- Poster
- Directed by: V. C. Guhanathan
- Written by: V. C. Guhanathan
- Produced by: D. Ramanaidu
- Starring: Raghuvaran Madhuri Sarath Babu Baby Shalini
- Cinematography: Dharma
- Edited by: R. T. Annadurai
- Music by: Chandrabose
- Production company: Suresh Productions
- Release date: 5 December 1987;
- Running time: 130 minutes
- Country: India
- Language: Tamil

= Michael Raj =

1987 film by V. C. Guhanathan

Michael Raj is a 1987 Indian Tamil-language action drama film directed by V. C. Guhanathan and produced by D. Ramanaidu. The film stars Raghuvaran and Madhuri, supported by Sarath Babu and Baby Shalini.
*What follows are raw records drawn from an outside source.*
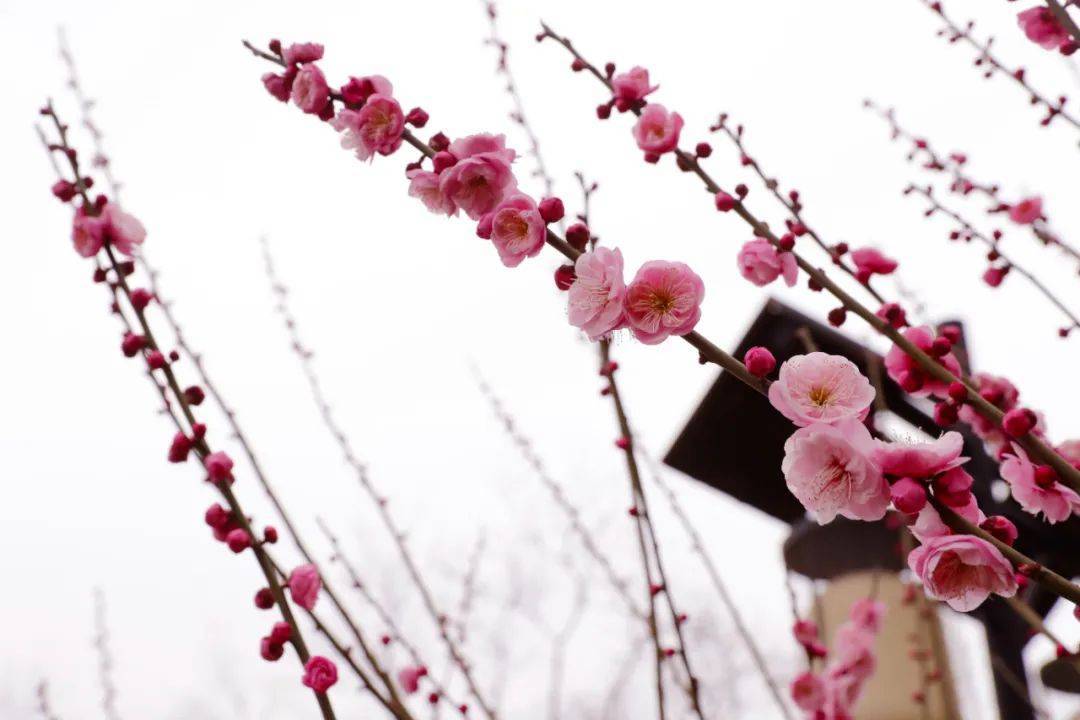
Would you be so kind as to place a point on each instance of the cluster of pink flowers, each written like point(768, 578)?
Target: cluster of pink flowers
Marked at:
point(834, 466)
point(102, 225)
point(1042, 28)
point(474, 175)
point(833, 692)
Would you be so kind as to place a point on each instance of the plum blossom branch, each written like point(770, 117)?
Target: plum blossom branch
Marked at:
point(985, 57)
point(217, 464)
point(933, 368)
point(995, 273)
point(305, 355)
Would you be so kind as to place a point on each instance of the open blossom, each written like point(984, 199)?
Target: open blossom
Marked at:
point(631, 87)
point(426, 186)
point(320, 674)
point(760, 263)
point(905, 371)
point(663, 299)
point(517, 229)
point(595, 299)
point(376, 127)
point(920, 460)
point(302, 52)
point(657, 131)
point(831, 470)
point(1026, 211)
point(304, 585)
point(481, 177)
point(408, 678)
point(929, 522)
point(821, 388)
point(1042, 28)
point(358, 90)
point(808, 692)
point(871, 261)
point(1047, 496)
point(962, 570)
point(310, 91)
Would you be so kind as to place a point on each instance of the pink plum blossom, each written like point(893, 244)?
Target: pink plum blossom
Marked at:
point(808, 692)
point(657, 131)
point(88, 234)
point(408, 678)
point(426, 186)
point(377, 127)
point(595, 299)
point(909, 375)
point(962, 570)
point(663, 299)
point(310, 91)
point(1042, 28)
point(302, 52)
point(872, 261)
point(358, 90)
point(320, 674)
point(481, 177)
point(122, 230)
point(1026, 211)
point(831, 470)
point(929, 522)
point(1054, 500)
point(304, 585)
point(760, 263)
point(821, 388)
point(631, 87)
point(920, 460)
point(517, 229)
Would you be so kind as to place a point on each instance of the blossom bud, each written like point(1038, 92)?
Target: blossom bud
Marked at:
point(759, 362)
point(271, 651)
point(577, 235)
point(725, 202)
point(179, 448)
point(264, 599)
point(140, 298)
point(132, 343)
point(551, 209)
point(908, 496)
point(238, 540)
point(1018, 422)
point(1001, 528)
point(417, 118)
point(564, 276)
point(217, 516)
point(64, 190)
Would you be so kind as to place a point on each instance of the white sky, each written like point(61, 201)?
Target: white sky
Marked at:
point(399, 303)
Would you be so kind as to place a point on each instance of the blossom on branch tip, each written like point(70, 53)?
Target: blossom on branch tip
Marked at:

It was released on 5 December 1987. The film was remade in Telugu as Brahma Puthrudu and in Hindi as Rakhwala with Shalini reprising her role.

== Plot ==

Michael Raj is the story of an honest man who had to take the route of action to erase the corruption and crime happening around him.

== Soundtrack ==
Soundtrack was composed by Chandrabose. All songs written by Mu. Metha.

Track listing
| No. | Title | Singer(s) | Length |
|---|---|---|---|
| 1. | "Thenna Mara Thoppukulle" | Malaysia Vasudevan, Vani Jairam |  |
| 2. | "Kaalam Porandiruchu" | K. J. Yesudas |  |
| 3. | "Jothilingam" | S. P. Sailaja |  |
| 4. | "Maniyadikuthu" | Malaysia Vasudevan |  |
| 5. | "Hey Dorai" | S. P. Balasubrahmanyam |  |

== Reception ==
The Indian Express wrote, "There is crude rabblerousing with anti-rich bombast, all in keeping with the meaningless socialistic pattern(n) of filmy rhetoric".